The experimental evidences presented above demonstrate potent immunostimulatory actions mediated by senescent cells. However, senescent cells accumulate in tissues during aging and multiple age-related pathologies indicating that senescent cells can somehow bypass CD8 T cell-mediated surveillance. While this effect can be partially due to the decline in the fitness of T lymphocytes during aging, an event that may temporally precede the accumulation of senescent cells in tissues, additional mechanisms are surfacing. Recent works by Makoto Nakanishi and Zhixun Dou groups suggest that non-neoplastic senescent cells can directly suppress the cytotoxic function of CD8 T cells by expression of PD-L126,27. Both teams report that PD-L1 is overexpressed on the surface of senescent cells, and it is upregulated in aged and pathological tissues, including liver steatohepatitis and pulmonary fibrosis26,27. In line with this finding, long-term administration of anti-PD-1 monoclonal antibodies enhances CD8 T cell-dependent clearance of p16+ senescent cells and alleviates the pathological sequelae linked to the overabundance of senescent cells in contexts of natural aging and steatohepatitis27. These important findings are in line with analogous evidence in the context of cancer indicating that therapy-induced senescence results in the upregulation of PD-L1, PD-L2 and CD8018,28,29. Indeed, anti-PD-L2 treatment is strongly synergic in combination with standard senescence-inducing chemotherapy in mice, acting as a senolytic immunotherapy27. It is tempting to speculate that the overexpression of immune checkpoints signals by senescent cells may represent an adaptive response to prevent autoimmunity triggered by senescent cells. In the case of cancer cells, the same mechanisms may allow therapy-induced cancer senescent cells to evade immune clearance.
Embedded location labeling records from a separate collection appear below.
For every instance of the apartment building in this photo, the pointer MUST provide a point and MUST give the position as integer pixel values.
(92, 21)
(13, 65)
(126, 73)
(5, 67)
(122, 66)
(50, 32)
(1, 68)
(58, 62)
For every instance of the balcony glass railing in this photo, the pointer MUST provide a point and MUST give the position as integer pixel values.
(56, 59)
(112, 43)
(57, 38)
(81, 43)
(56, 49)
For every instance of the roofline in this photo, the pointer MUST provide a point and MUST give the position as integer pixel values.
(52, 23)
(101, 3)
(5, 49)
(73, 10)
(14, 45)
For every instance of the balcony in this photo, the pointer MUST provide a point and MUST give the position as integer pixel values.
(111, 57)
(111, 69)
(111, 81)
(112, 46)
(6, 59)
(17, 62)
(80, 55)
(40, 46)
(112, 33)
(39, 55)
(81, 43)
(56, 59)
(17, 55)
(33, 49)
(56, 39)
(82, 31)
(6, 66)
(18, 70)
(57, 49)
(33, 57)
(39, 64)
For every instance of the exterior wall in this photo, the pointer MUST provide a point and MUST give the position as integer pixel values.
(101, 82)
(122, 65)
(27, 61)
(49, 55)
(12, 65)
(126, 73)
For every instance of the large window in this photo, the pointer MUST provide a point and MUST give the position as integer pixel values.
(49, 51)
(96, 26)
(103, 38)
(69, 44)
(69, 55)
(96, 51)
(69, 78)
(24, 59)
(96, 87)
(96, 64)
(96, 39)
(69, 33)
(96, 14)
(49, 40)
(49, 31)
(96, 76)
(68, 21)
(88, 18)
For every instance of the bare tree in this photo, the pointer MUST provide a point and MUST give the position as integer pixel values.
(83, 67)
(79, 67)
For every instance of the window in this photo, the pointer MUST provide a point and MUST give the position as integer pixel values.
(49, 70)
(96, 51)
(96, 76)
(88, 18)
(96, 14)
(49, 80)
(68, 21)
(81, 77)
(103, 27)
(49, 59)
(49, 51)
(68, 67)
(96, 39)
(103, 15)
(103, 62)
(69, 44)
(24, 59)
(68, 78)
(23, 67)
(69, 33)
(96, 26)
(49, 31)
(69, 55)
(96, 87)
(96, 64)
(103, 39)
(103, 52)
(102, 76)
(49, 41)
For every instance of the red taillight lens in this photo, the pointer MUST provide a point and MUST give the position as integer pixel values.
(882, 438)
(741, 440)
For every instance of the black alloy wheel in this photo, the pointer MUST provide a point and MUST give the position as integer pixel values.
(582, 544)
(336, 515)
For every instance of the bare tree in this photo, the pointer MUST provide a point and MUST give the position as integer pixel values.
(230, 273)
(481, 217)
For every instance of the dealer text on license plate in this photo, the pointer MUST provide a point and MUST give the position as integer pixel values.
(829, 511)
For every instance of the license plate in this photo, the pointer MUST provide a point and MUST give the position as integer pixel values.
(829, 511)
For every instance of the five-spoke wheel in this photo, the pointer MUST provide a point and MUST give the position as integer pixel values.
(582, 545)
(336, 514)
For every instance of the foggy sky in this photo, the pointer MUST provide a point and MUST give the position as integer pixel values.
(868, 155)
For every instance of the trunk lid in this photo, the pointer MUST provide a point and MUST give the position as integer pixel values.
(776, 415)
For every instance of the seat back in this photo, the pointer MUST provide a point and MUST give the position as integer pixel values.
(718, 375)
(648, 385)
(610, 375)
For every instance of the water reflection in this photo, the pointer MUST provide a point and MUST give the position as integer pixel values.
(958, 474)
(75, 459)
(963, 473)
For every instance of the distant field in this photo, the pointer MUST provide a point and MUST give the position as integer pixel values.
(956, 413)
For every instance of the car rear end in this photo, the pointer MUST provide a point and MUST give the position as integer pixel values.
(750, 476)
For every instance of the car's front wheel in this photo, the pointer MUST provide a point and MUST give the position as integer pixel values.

Taken together, these results add an additional layer of complexity to the multifarious processes through which senescent cells accumulate in tissues during aging. As postulated on the basis of heterochronic parabiosis experiments and models of tissue damage executed in young versus aged animals30,31,32, the sole time-dependent accumulation of ‘damage’ appears insufficient to explain the elevated burden of senescent cells in the aged organism. Instead, these data advocate for a composite model that considers enhanced rate of senescent cell formation, defective clearance, and increased resistance to elimination, all acting together as critical determinants of the accrued level of senescent across lifespan (Fig. 1).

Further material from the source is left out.